I have some code that calculates deviation from the mean for a series of univariate data. It calculates the mean and stddev for a window of data points, and compares the latest datapoint using $\mu$ and $\sigma$.

Pretty simple, my question is how do I extend this to higher dimensions. Basically if my datapoints are now vectors $(x1,x2,x3)$ say, how can I find how far a datapoint is from the mean?

pnadeau
  • 101
  • If I understand your problem correctly, you need to calculate the covariance matrix for your vectors.
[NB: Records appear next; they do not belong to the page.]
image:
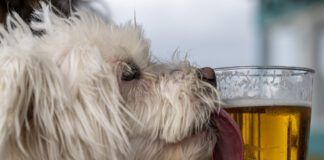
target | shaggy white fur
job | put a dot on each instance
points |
(88, 90)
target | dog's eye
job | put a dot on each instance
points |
(130, 72)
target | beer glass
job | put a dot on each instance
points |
(272, 107)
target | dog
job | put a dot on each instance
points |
(90, 90)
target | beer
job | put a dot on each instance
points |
(273, 132)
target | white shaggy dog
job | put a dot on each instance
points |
(88, 90)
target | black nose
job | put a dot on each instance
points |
(208, 75)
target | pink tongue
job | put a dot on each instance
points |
(229, 144)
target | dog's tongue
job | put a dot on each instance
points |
(229, 144)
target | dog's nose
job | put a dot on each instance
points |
(208, 75)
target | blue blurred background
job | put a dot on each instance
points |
(220, 33)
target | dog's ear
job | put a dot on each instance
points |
(32, 98)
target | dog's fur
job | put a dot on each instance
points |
(89, 90)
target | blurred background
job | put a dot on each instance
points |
(219, 33)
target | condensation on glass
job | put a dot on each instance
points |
(272, 107)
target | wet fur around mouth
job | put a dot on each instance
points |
(90, 90)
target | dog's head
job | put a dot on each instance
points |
(122, 98)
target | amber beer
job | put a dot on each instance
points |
(273, 132)
(272, 107)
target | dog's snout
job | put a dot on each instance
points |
(207, 74)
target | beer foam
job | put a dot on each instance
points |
(264, 102)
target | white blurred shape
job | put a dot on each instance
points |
(213, 32)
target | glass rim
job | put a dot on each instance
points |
(292, 68)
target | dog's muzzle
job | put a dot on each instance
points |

You can then use the Mahalanobis distance; see https://en.wikipedia.org/wiki/Mahalanobis_distance. – GCru Oct 28 '22 at 12:59
  • Ok, so supposing I used scipy for this, https://docs.scipy.org/doc/scipy/reference/generated/scipy.spatial.distance.mahalanobis.html, then it looks like the scipy implementation compares two vectors, not a vector against a distribution. – pnadeau Oct 28 '22 at 13:58
  • You can select one of the vectors to be your mean $(\bar{x_1},\bar{x_2}, \bar{x_3}$. The covariance matrix is calculated from the three vectors $\mathbf{x}_1$, $\mathbf{x}_2$, $\mathbf{x}_3$ containing your three data series. – GCru Oct 28 '22 at 14:37
  • Do I have to find a new basis for the point cloud as illustrated here: https://stats.stackexchange.com/a/62147/350353 or is that what the covariance matrix is doing here? – pnadeau Oct 28 '22 at 17:38
  • You use the covariance matrix as calculated from your data. – GCru Oct 28 '22 at 18:28

0 Answers0